Managers are now expected to have a broad perspective and must know how each part of the company fits with the other parts, how the company competes, and how it should compete. The disappearance of much of middle management means that, even at what were once junior positions in a company, this sort of knowledge is becoming more and more critical. It is all the more important in smaller organizations, start-ups, and entrepreneurial ventures, which are responsible for more and more employment. This increased complexity has made advanced managerial education much more necessary than it was in the past.

Thus, the educational key to managerial success is getting an MBA that both trains you well in your chosen field and is of the highest possible reputation. This does not mean that everyone needs an MBA, but there are a host of people who sensibly view it as a major stepping stone to career success.

The MBA is a very flexible degree, which can serve either to broaden your knowledge of business or develop your knowledge of a particular function, such as finance, strategy, marketing, operations, etc. Therefore, it is often viewed as having something for everyone. Whatever personality type you have, MBA always has a function or a discipline that you can relate to. Although this may seem to be an overstatement, there are certainly many valid reasons to get an MBA. Some of those most commonly expressed by past MBA students have been given below :

1. Do you seek an intellectually challenging and interesting career ?

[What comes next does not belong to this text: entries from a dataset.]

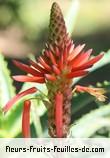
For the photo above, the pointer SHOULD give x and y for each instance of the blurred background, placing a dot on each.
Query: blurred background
(24, 25)
(24, 30)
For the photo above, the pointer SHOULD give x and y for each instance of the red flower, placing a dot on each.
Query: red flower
(60, 62)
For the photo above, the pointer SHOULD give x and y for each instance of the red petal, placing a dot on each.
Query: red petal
(77, 74)
(75, 52)
(60, 64)
(50, 77)
(17, 97)
(57, 52)
(27, 68)
(59, 115)
(44, 64)
(94, 60)
(81, 67)
(56, 70)
(52, 58)
(23, 78)
(26, 119)
(38, 67)
(89, 63)
(65, 53)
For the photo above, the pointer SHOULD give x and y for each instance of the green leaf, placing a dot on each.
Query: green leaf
(104, 61)
(90, 123)
(7, 90)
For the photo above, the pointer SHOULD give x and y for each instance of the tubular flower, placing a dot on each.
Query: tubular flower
(60, 62)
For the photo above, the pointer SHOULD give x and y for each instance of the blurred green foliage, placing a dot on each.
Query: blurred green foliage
(90, 118)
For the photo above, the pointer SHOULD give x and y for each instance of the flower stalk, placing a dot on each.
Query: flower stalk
(60, 62)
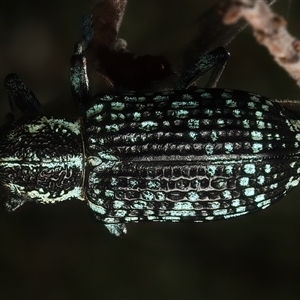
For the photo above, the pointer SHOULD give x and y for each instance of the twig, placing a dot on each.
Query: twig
(270, 31)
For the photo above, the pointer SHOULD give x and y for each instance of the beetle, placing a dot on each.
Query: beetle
(182, 155)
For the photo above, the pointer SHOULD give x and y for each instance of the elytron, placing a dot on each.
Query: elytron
(182, 155)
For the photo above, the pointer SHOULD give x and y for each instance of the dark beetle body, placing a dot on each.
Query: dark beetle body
(191, 155)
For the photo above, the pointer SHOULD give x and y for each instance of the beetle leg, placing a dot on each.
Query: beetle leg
(21, 96)
(79, 78)
(215, 59)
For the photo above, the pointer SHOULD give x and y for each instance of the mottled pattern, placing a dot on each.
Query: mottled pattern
(188, 156)
(41, 160)
(179, 156)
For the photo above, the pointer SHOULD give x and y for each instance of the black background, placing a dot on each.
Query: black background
(61, 252)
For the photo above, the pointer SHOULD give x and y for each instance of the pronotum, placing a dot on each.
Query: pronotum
(182, 155)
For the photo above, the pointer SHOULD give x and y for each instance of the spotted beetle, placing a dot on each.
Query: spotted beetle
(182, 155)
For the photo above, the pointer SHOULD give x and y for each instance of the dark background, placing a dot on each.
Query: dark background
(61, 252)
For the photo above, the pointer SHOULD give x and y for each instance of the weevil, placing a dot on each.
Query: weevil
(182, 155)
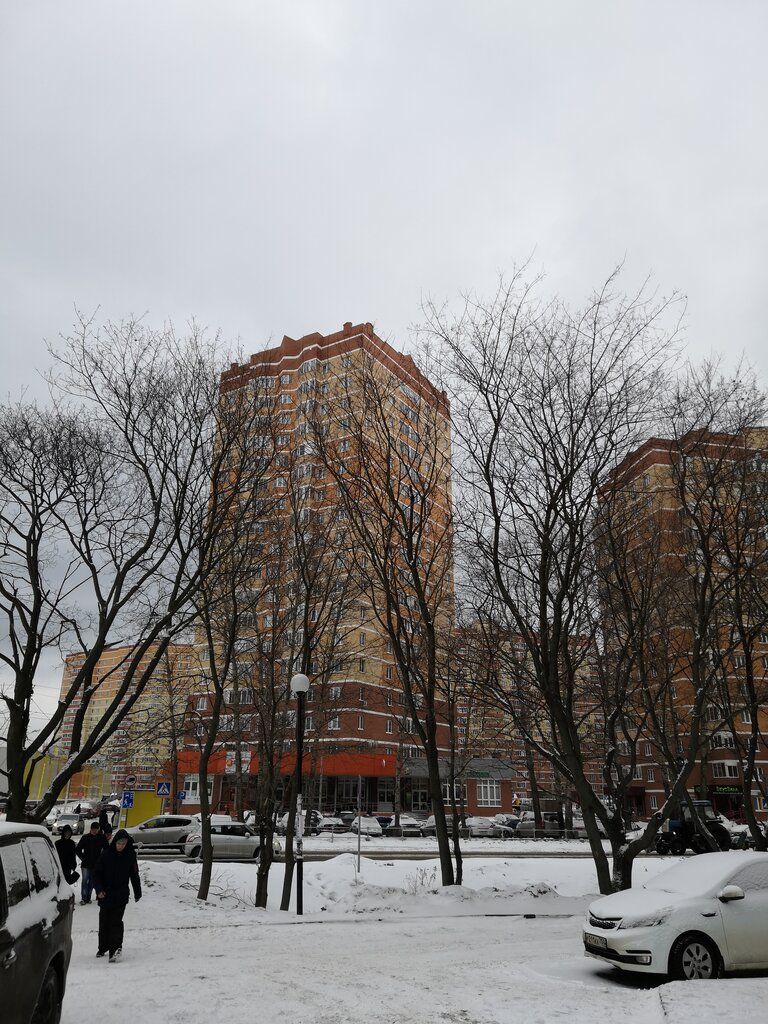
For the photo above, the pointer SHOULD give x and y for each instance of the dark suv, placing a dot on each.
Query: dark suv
(36, 907)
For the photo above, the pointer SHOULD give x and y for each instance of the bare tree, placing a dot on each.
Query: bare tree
(546, 403)
(107, 526)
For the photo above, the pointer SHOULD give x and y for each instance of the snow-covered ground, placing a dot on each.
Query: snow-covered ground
(381, 946)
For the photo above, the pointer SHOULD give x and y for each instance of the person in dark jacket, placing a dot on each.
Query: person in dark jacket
(89, 849)
(116, 868)
(67, 854)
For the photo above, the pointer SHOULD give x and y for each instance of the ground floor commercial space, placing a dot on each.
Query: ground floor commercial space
(344, 781)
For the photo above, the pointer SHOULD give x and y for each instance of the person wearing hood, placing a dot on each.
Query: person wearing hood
(89, 849)
(116, 868)
(66, 850)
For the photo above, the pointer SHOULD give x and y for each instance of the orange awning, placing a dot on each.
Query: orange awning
(363, 763)
(370, 765)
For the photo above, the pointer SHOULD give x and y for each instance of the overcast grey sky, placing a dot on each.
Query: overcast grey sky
(281, 167)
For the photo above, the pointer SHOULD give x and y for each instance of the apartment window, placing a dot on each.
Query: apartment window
(192, 788)
(460, 793)
(488, 793)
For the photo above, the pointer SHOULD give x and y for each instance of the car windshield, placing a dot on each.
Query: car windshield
(693, 876)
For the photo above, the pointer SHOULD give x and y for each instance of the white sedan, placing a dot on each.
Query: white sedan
(230, 841)
(366, 826)
(705, 915)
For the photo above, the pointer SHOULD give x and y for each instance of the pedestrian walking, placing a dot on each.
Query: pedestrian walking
(89, 850)
(67, 854)
(116, 868)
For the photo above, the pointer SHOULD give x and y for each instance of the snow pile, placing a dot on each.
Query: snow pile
(383, 944)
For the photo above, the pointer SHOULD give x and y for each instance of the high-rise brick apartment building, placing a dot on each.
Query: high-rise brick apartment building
(313, 393)
(141, 743)
(699, 505)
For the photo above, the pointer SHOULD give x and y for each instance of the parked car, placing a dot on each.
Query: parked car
(506, 824)
(230, 841)
(481, 827)
(526, 825)
(366, 826)
(36, 909)
(163, 830)
(690, 922)
(75, 821)
(408, 826)
(281, 826)
(682, 832)
(332, 824)
(428, 826)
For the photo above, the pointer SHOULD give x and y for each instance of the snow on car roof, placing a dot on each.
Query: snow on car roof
(695, 875)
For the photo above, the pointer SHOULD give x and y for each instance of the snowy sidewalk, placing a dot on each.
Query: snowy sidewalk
(389, 948)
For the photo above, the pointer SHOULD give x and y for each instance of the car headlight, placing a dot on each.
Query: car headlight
(647, 920)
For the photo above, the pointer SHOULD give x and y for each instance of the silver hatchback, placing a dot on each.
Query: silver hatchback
(163, 830)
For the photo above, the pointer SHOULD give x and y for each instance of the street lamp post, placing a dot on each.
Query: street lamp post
(299, 686)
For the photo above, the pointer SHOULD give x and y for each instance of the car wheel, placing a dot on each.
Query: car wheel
(694, 957)
(48, 1008)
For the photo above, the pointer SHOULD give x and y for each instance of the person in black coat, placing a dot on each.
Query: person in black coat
(67, 854)
(89, 850)
(116, 868)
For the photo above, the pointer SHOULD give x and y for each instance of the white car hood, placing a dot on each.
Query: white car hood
(635, 902)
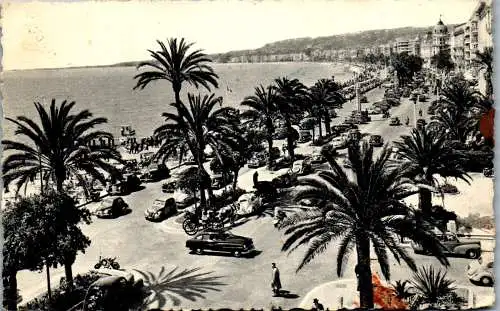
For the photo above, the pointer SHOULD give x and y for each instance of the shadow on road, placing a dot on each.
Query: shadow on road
(286, 294)
(190, 284)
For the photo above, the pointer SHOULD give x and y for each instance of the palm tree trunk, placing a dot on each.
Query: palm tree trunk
(364, 273)
(270, 148)
(68, 270)
(289, 138)
(235, 181)
(49, 291)
(327, 122)
(425, 201)
(10, 289)
(320, 127)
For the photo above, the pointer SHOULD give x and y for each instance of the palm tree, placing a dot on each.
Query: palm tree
(485, 61)
(176, 65)
(58, 148)
(429, 153)
(433, 288)
(196, 127)
(263, 111)
(324, 94)
(290, 103)
(361, 212)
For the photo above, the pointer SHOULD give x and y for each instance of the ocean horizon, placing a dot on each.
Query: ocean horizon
(108, 91)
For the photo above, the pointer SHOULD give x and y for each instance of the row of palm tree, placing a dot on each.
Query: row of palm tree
(56, 149)
(363, 212)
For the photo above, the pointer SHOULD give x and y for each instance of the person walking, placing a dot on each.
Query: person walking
(317, 306)
(276, 281)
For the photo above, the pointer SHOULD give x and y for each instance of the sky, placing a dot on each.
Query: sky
(84, 33)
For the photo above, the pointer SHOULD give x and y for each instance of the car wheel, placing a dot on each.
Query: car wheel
(472, 254)
(486, 281)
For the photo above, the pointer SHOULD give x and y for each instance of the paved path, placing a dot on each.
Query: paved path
(216, 281)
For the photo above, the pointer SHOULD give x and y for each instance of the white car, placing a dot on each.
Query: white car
(482, 271)
(339, 142)
(247, 203)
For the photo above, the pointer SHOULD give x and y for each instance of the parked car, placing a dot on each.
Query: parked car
(455, 246)
(280, 133)
(305, 136)
(220, 241)
(482, 271)
(395, 121)
(421, 123)
(155, 172)
(353, 135)
(376, 141)
(346, 163)
(256, 162)
(301, 167)
(169, 186)
(339, 143)
(183, 199)
(112, 292)
(111, 207)
(161, 209)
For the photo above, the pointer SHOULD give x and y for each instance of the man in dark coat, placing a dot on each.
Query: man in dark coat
(276, 281)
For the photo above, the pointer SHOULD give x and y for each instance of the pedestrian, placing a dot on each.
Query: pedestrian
(317, 306)
(276, 282)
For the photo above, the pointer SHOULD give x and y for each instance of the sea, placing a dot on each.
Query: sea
(108, 91)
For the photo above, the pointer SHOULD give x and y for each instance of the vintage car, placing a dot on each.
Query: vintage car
(161, 209)
(155, 172)
(220, 241)
(256, 161)
(339, 143)
(395, 121)
(169, 186)
(301, 167)
(305, 136)
(112, 207)
(183, 199)
(421, 123)
(454, 246)
(482, 271)
(346, 163)
(376, 141)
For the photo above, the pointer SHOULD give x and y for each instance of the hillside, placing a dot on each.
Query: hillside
(361, 39)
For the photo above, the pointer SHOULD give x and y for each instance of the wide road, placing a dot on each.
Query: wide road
(202, 281)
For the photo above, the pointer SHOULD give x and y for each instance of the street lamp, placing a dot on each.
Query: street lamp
(415, 111)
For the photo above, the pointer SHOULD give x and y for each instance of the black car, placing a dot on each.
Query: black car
(161, 209)
(376, 141)
(220, 241)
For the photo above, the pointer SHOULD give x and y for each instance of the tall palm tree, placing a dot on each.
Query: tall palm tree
(57, 148)
(428, 153)
(360, 212)
(325, 94)
(290, 103)
(485, 61)
(177, 65)
(263, 111)
(195, 127)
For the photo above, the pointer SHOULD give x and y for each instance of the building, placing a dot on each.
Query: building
(440, 38)
(457, 47)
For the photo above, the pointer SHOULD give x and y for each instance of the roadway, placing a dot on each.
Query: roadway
(202, 281)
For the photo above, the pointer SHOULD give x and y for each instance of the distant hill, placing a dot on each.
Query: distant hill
(369, 38)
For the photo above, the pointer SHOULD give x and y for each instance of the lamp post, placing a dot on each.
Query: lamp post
(414, 111)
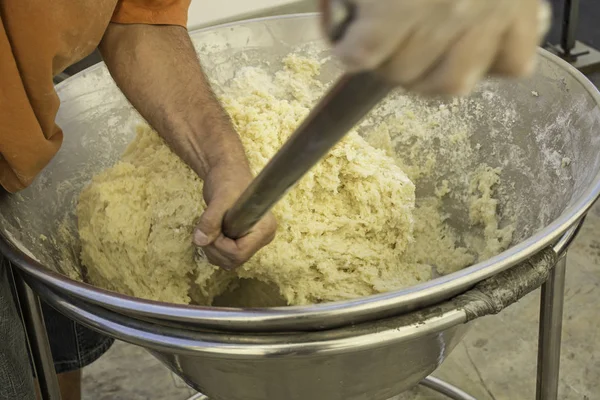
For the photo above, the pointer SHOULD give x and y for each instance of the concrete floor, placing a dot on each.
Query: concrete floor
(496, 360)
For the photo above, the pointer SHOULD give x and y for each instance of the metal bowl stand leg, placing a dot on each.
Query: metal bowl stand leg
(549, 346)
(551, 314)
(37, 337)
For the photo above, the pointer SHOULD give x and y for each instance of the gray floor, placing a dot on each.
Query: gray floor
(496, 361)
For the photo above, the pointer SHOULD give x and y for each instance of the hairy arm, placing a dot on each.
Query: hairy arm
(157, 69)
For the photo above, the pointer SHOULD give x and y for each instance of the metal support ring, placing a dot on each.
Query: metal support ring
(433, 383)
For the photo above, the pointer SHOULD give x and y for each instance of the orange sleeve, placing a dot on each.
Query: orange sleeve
(29, 138)
(152, 12)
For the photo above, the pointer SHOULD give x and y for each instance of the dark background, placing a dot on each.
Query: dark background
(588, 32)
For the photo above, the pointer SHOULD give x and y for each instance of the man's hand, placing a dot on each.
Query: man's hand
(222, 187)
(440, 46)
(156, 67)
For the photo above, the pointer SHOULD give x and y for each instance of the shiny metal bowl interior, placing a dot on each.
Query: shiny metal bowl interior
(527, 127)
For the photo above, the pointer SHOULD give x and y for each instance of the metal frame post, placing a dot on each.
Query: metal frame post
(550, 333)
(569, 26)
(37, 337)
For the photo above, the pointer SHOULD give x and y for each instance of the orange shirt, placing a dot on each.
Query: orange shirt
(39, 39)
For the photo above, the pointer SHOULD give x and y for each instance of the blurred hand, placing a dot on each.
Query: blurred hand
(440, 46)
(222, 187)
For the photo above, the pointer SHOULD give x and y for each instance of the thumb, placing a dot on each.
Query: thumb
(208, 228)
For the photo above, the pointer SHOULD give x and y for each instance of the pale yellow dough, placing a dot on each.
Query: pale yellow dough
(347, 230)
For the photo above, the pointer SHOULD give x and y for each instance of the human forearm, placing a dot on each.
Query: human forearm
(156, 67)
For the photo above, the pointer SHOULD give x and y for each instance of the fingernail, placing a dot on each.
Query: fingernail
(200, 238)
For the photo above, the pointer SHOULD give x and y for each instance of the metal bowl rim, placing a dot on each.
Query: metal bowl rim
(319, 316)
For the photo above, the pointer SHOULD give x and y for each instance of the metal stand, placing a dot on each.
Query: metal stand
(581, 56)
(37, 337)
(551, 313)
(430, 382)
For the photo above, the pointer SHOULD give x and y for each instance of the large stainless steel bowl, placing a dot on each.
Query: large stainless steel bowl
(368, 348)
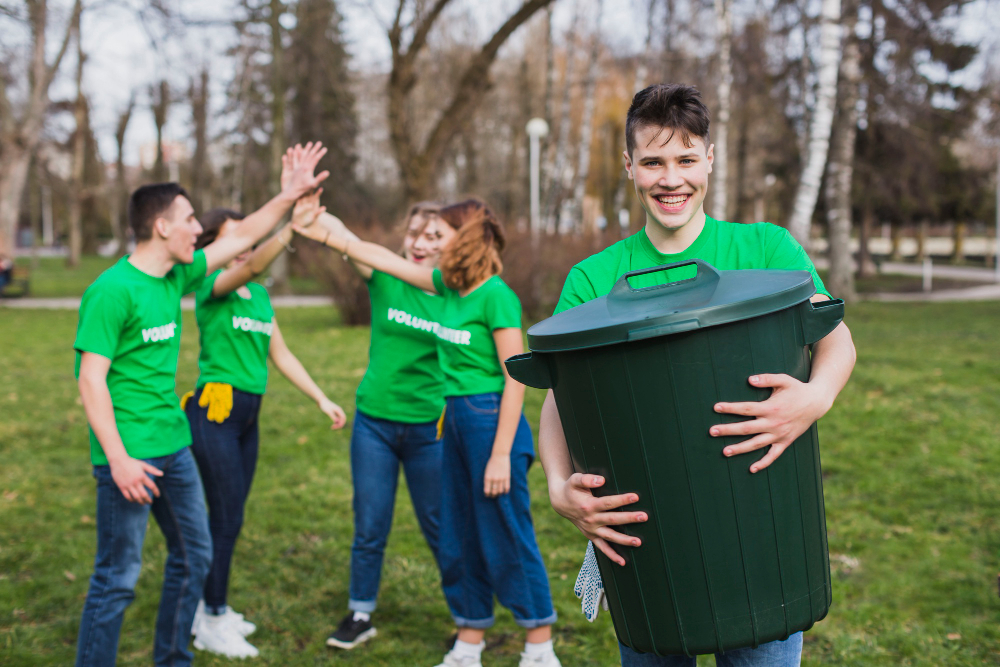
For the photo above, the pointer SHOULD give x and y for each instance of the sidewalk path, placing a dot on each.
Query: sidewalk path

2. Do you want to advance to the highest level in your field ?

3. Do you want the power to be free to do what you want ?

4. Do you want the power to change the world ?

5. Do you want to learn to manage your technical or artistic field ?

6. Do you need a professional qualification to obtain a rewarding career ?

7. Do you want to upgrade weak (undergraduate) academic credentials ?

8. Do you want to work in different countries across the world ?

9. Do you want to change careers ?

10. Do you want to stop being ordered around and want the ability to make the world dance on your fingers ?

11. Do you want sufficient skills to start and run your own organization?

12. Do you want to improve your earnings ?

If your answer to any of these questions is a resounding “Yes”, then you need to start working towards an MBA.